According to research from multiple cybersecurity firms including FireEye, Dragos, Symantec and Trend Micro, the malware is likely created by a nation-state and targets safety systems of industrial control systems (ICS). Triton specifically targets the safety instrument system (SIS) produced by Schneider Electric’s Triconex.

Triton can reportedly allow hackers to dismantle safety systems that can lead to the breakdown of machinery or even cause explosions. Quoting three anonymous sources, Cyberscoop reported that the malware’s framework was inadvertently posted to VirusTotal inadvertently by Schneider Electric. The malware has reportedly been publicly available since 22 December and could even have been downloaded by anyone.

How does such dangerous malware accidentally leak online? Someone was either extremely careless, or there was nothing accidental about this at all.

Successful attacks against critical infrastructure operators may very well prove devastating in the event of an actual global military conflict. Malware like Triton and others are not just used for gaining access to systems, but are military-grade tools developed by nation states.

Wired reports on how state sponsored Iranian hackers are laser focused on attacking critical infrastructure companies:

In fact, a new network reconnaissance group, dubbed Advanced Persistent Threat 34, has spent the last few years burrowing deep into critical infrastructure companies.

Given how aggressively Iran has pursued infrastructure hacking, previously targeting the financial sector and even a dam in upstate New York, the new findings serve as a warning, and highlight the evolving nature of the threat.

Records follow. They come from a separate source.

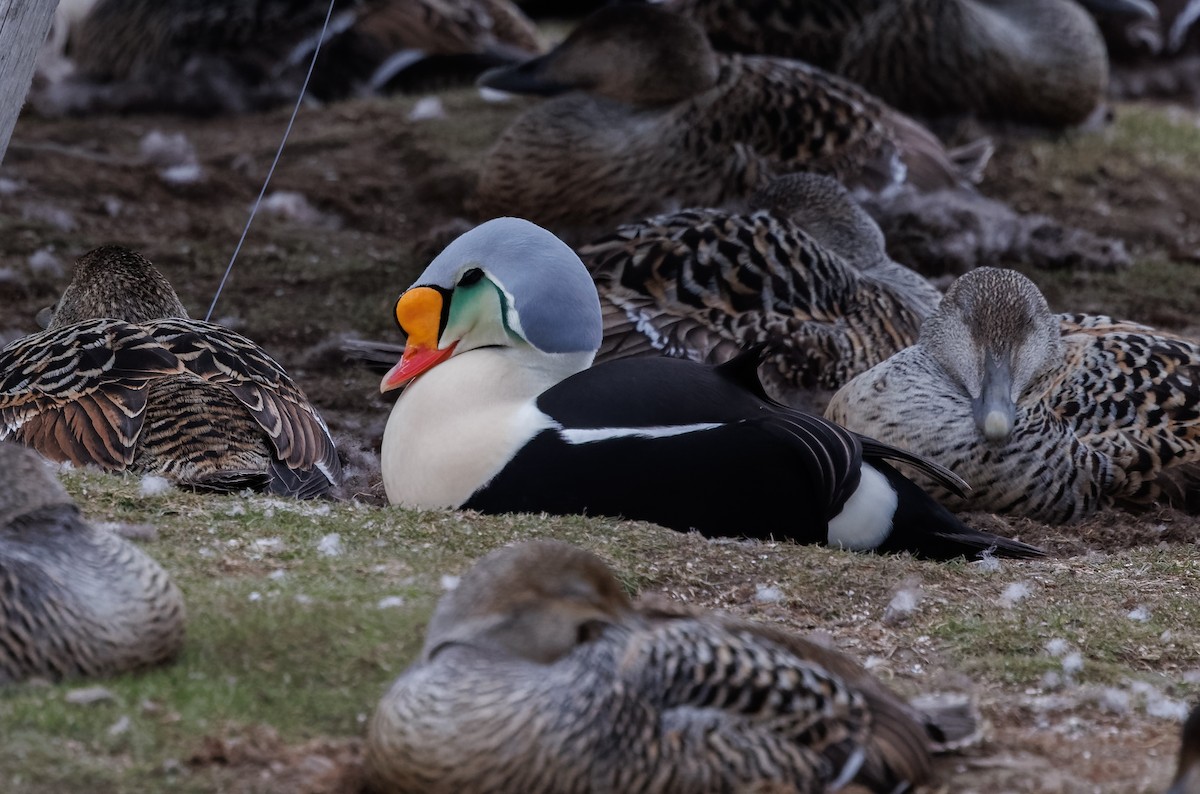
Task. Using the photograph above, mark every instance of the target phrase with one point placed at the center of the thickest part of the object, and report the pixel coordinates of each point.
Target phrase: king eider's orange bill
(419, 313)
(414, 361)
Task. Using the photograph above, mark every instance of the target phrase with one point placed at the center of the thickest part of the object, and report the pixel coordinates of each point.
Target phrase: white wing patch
(593, 434)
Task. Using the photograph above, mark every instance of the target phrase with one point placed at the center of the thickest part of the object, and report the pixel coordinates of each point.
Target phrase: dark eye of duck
(588, 632)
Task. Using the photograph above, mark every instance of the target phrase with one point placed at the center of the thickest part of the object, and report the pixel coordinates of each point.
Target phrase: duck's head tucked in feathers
(994, 335)
(118, 283)
(492, 288)
(535, 601)
(631, 53)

FireEye researchers tracked 34 of the group’s attacks on institutions in seven Middle Eastern countries between 2015 and mid-2017, but says APT 34 has been operational since at least 2014. The group appears to target financial, energy, telecommunications, and chemical companies, and FireEye says it has moderate confidence that its hackers are Iranians. They log into VPNs from Iranian IP addresses, adhere to normal Iranian business hours, their work has occasionally leaked Iranian addresses and phone numbers, and their efforts align with Iranian interests. Namely, targeting the country’s adversaries.

There isn’t definitive evidence of a direct link between APT 34 and APT 33, an Iranian hacking group and malware distributor FireEye published findings on in September. But researchers have seen APT 34 operating concurrently inside many of the same target networks as other Iranian hackers.

The Middle East is seemingly always involved in one conflict or another. It should come as no surprise to see Iran leveraging cyber attacks to their benefit. Implementing strong defense should be a major priority for any business within the region, but especially more so for critical infrastructure companies. They have a lot to lose, and an attack could cause major devestation in the affected country.

DARPA believes it can protect critical infrastructure from cyber attacks using a brand new tool it has developed:

Hackers have been breaking through a lot of government agency’s defenses these past years, and DARPA thinks it’s high time to do something about it. Pentagon’s mad science division has launched a new program called Rapid Attack Detection, Isolation and Characterization (RADICS), which aims to develop innovative technologies that can quickly detect and respond to cyber attacks. Not just any cyber attacks, though: RADICS was specifically created to deflect security threats on critical infrastructures in the US, especially those that are vital to the Department of Defense’s missions. The agency likely wants to make sure the government can quickly detect and fight off terrorists and/or hackers trying to switch off the country’s electricity or transportation systems.